I'm not sure exactly what you mean here, but if the idea is to update only columns that need updating the three lines could just change to be
Update Staging set Startdate=Startdate+'T00:00:00.000'
where EmpId in (Select EmpId from inserted) and Startdate not like '%T%' and
len(Startdate) > 4;
Update Staging set Terminationdate=Terminationdate+'T00:00:00.000'
where EmpId in (Select EmpId from inserted) and Terminationdate not like '%T%' and
len(Terminationdate) > 4;
Update Staging set OfficiatingStartDate=OfficiatingStartDate+'T00:00:00.000'
where EmpId in (Select EmpId from inserted) and OfficiatingStartdate not like '%T%' and
len(OfficiatingStartdate) > 4;
This will work for multi-row inserts and updates, and for single row inserts updates, and for inserts/updates that supply any 1 of the three dates or any 2 or all three (or in fact none at all - it does nothing in that case). What it does is (i) avoid touching dates that aren't long enough to be real dates or are null and (ii) avoid adding the T00:00:00.000 to something that already has it.
Tom
August 24, 2011 at 7:56 am
Thanks TOM
But I am asking about the if else condition:
Suppose in one row at one time one startdate is coming but other termination date and officiatingstartdate is coming as null.then the update query should run only for startdate.

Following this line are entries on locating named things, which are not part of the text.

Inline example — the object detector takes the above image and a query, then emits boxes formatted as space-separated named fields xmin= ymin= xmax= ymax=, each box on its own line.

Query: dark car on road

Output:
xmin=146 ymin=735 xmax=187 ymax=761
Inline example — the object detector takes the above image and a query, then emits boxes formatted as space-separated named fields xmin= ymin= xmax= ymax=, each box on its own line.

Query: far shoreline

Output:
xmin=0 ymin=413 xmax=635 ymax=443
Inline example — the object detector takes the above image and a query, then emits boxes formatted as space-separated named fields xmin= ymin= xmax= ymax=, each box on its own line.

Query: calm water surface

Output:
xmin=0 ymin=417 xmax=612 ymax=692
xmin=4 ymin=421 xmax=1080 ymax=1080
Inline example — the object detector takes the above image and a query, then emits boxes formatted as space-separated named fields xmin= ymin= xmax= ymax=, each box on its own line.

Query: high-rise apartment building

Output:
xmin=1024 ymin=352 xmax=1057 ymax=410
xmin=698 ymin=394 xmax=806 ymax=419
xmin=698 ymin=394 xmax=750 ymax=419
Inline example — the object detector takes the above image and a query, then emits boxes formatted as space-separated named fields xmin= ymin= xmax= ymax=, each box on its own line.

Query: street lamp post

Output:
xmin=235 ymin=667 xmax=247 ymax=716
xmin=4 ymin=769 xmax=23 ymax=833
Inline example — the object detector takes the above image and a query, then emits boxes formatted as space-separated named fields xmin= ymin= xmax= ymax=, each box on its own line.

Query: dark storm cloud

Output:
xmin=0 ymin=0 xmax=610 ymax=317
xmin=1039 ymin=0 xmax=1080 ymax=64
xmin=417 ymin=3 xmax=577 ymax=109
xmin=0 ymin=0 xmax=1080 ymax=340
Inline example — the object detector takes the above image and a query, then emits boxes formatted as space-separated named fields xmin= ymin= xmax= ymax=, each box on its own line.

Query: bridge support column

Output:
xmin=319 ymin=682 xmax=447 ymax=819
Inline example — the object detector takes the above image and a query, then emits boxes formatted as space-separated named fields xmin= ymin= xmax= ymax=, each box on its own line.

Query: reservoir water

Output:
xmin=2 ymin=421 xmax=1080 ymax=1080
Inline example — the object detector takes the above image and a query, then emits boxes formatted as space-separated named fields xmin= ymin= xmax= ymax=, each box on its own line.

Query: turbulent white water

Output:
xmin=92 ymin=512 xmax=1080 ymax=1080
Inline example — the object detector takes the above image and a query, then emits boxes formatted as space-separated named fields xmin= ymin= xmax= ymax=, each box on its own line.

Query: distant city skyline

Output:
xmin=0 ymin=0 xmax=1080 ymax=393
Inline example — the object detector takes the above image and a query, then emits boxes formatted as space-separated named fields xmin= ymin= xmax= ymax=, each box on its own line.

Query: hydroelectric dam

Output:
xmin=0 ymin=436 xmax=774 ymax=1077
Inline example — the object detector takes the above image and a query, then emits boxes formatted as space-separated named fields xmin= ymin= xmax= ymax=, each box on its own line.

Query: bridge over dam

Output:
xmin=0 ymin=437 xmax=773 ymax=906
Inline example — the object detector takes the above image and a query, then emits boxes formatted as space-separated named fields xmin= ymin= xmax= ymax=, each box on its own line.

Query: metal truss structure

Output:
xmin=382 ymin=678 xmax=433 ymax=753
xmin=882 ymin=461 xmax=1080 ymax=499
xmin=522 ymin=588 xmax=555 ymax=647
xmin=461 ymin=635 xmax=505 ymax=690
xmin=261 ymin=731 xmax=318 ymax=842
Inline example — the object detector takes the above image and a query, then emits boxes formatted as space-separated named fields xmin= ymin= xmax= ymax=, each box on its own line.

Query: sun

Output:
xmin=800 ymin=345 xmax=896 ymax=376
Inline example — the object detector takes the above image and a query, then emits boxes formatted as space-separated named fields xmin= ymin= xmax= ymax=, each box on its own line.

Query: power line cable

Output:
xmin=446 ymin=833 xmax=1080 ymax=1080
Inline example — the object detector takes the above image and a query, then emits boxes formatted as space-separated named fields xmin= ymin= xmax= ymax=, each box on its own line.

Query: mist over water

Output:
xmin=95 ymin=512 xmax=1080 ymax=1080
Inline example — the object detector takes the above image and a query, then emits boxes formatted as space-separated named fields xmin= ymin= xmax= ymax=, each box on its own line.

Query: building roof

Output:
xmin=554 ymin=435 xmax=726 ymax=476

That can be implement using if else
I have implemented it as below but it is working only for Insert not for update:
Create TRIGGER S3 ON [dbo].[staging]
FOR INSERT,Update
AS
IF ((select Startdate from inserted)=NULL)
PRINT 'StartDate is NULL';
ELSE
BEGIN
Update Staging set Startdate=Startdate+'T00:00:00.000' where EmpId in (Select EmpId from inserted);
End
IF ((select Terminationdate from inserted)=NULL)
PRINT 'Terminationdate is NULL';
ELSE
BEGIN
Update Staging set Terminationdate=Terminationdate+'T00:00:00.000' where EmpId in (Select EmpId from inserted);
End
IF ((select OfficiatingStartDate from inserted)=NULL)
PRINT 'OfficiatingStartDate is NULL';
ELSE
BEGIN
Update Staging set OfficiatingStartDate=OfficiatingStartDate+'T00:00:00.000' where EmpId in (Select EmpId from inserted);
End
GO
=========================
Error coming in update is:
Msg 8152, Level 16, State 14, Procedure S3, Line 20
String or binary data would be truncated.
The statement has been terminated.
================================Edited==============
I am getting this error if I am updating a value that is is stored in the table in 02-02-2001T00:00:00.000 format otherwise its fine working.